1920 × 1080 simplifies to 16:9

What is an aspect ratio calculator?

An aspect ratio calculator helps you work with proportional dimensions quickly and accurately. Whether you are cropping a photograph, configuring a video export, setting CSS on an embedded player, or specifying artboard sizes in a design tool, knowing the exact ratio — and being able to scale it to any size — saves time and prevents distortion.

Two modes in one tool

  • Simplify ratio — enter any width and height (e.g. 1920 × 1080) and the tool reduces the pair to its lowest terms using the greatest common divisor, giving you the canonical ratio (16:9 in this example).
  • Scale to dimension — enter a target ratio and one known dimension (width or height) to calculate the missing value. Perfect for resizing assets while preserving proportions.

Common aspect ratios

The most widespread ratios today are 16:9 (HD and 4K video, most monitors), 4:3 (legacy screens and many tablet cameras), 1:1 (square social media posts), and 9:16 (vertical short-form video).
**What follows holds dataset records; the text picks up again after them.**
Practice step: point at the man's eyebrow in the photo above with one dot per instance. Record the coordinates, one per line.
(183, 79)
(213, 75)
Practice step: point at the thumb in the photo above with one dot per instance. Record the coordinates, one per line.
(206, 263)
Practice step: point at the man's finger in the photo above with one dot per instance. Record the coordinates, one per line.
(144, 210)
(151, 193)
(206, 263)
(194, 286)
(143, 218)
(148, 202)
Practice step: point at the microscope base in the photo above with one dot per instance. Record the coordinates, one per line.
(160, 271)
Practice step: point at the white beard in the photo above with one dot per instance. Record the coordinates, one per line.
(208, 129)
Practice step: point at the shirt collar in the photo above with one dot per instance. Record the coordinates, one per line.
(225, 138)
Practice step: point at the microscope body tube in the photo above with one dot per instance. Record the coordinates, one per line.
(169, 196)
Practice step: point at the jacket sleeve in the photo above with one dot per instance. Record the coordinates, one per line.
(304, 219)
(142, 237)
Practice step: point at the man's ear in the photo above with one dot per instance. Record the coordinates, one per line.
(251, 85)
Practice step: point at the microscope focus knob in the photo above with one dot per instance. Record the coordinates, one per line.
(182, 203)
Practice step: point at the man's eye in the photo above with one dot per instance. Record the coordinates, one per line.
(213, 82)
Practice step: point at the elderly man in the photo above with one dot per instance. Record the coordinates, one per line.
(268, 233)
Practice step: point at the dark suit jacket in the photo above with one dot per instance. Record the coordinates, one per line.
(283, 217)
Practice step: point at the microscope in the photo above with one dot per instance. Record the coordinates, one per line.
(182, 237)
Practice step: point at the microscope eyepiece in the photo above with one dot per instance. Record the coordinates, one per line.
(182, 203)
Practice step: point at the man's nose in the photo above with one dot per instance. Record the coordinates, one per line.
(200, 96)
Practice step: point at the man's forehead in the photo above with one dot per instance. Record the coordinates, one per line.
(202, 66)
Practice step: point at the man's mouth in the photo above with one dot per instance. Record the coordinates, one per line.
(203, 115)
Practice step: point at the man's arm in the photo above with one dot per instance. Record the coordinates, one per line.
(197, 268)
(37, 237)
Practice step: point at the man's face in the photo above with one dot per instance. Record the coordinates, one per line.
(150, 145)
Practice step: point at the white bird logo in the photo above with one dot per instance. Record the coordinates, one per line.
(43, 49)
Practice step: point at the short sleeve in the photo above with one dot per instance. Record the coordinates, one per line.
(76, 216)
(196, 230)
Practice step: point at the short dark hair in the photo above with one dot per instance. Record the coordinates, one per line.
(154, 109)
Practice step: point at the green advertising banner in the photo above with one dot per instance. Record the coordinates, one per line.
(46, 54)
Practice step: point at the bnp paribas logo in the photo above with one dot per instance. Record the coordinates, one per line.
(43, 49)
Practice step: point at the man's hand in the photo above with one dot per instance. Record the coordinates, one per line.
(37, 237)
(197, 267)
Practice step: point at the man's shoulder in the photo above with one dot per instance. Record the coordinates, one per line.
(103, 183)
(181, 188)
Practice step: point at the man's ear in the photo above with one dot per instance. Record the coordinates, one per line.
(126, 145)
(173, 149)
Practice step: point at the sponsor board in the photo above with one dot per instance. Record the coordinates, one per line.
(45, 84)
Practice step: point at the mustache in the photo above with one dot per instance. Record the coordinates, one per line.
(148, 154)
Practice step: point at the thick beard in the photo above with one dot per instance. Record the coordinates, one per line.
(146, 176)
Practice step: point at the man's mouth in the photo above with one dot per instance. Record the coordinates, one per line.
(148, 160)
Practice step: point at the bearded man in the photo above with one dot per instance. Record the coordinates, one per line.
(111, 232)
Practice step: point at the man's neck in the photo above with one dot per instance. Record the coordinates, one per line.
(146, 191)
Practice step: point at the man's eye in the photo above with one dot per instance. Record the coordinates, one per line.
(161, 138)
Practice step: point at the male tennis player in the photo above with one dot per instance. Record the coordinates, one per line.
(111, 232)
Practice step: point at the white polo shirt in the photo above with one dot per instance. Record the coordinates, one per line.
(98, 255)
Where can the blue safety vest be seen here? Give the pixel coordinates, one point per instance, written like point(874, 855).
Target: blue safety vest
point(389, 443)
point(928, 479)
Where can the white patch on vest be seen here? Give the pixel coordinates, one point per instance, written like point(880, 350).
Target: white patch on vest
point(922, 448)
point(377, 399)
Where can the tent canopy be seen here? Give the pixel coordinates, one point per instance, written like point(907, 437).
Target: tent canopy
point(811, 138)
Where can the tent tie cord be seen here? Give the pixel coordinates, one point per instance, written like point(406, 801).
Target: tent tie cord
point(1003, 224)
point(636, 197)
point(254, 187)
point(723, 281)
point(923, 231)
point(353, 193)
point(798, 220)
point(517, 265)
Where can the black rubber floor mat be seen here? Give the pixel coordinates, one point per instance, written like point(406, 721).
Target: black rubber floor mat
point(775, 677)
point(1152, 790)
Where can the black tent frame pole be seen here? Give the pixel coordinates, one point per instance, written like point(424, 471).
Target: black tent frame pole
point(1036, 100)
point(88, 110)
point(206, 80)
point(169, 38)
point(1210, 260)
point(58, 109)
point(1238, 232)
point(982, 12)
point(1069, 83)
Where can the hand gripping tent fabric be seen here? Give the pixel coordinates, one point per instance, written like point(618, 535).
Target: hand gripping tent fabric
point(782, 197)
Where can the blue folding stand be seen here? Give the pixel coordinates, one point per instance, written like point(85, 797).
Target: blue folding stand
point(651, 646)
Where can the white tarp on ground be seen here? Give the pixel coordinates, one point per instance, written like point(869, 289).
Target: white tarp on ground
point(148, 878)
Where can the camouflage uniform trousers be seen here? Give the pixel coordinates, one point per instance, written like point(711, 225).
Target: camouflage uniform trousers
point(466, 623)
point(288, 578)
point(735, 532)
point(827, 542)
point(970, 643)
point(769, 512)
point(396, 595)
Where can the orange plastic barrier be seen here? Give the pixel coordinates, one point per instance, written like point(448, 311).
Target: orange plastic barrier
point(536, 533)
Cinema uses ratios like 2.35:1 (anamorphic widescreen) and 1.85:1 (flat widescreen).

Runs entirely in your browser

All calculations happen client-side using pure arithmetic — no images are uploaded, no data leaves your device. The tool works offline once the page is loaded.

Frequently Asked Questions

What is an aspect ratio?

An aspect ratio expresses the proportional relationship between a rectangle's width and height, written as W:H. For example, a 1920×1080 screen has an aspect ratio of 16:9 because dividing both numbers by their greatest common divisor (120) gives 16 and 9. Aspect ratios are used everywhere from video production and photography to responsive web design and screen specifications.

How do I find the missing dimension for a given ratio?

Switch to the "Scale to dimension" tab, enter the target ratio (e.g. 16 and 9), then type either a width or a height. The calculator instantly computes the other value by multiplying or dividing by the ratio. This is useful when resizing images or setting iframe dimensions without distorting the original proportions.

Why does my ratio not simplify to what I expected?

The simplification uses integer GCD reduction after rounding your inputs to the nearest whole pixel. Non-standard resolutions — such as 2560×1080 (ultrawide) — reduce to ratios like 64:27 rather than the commonly advertised 21:9, because 21:9 is a marketing approximation. The calculator shows the mathematically exact simplified form.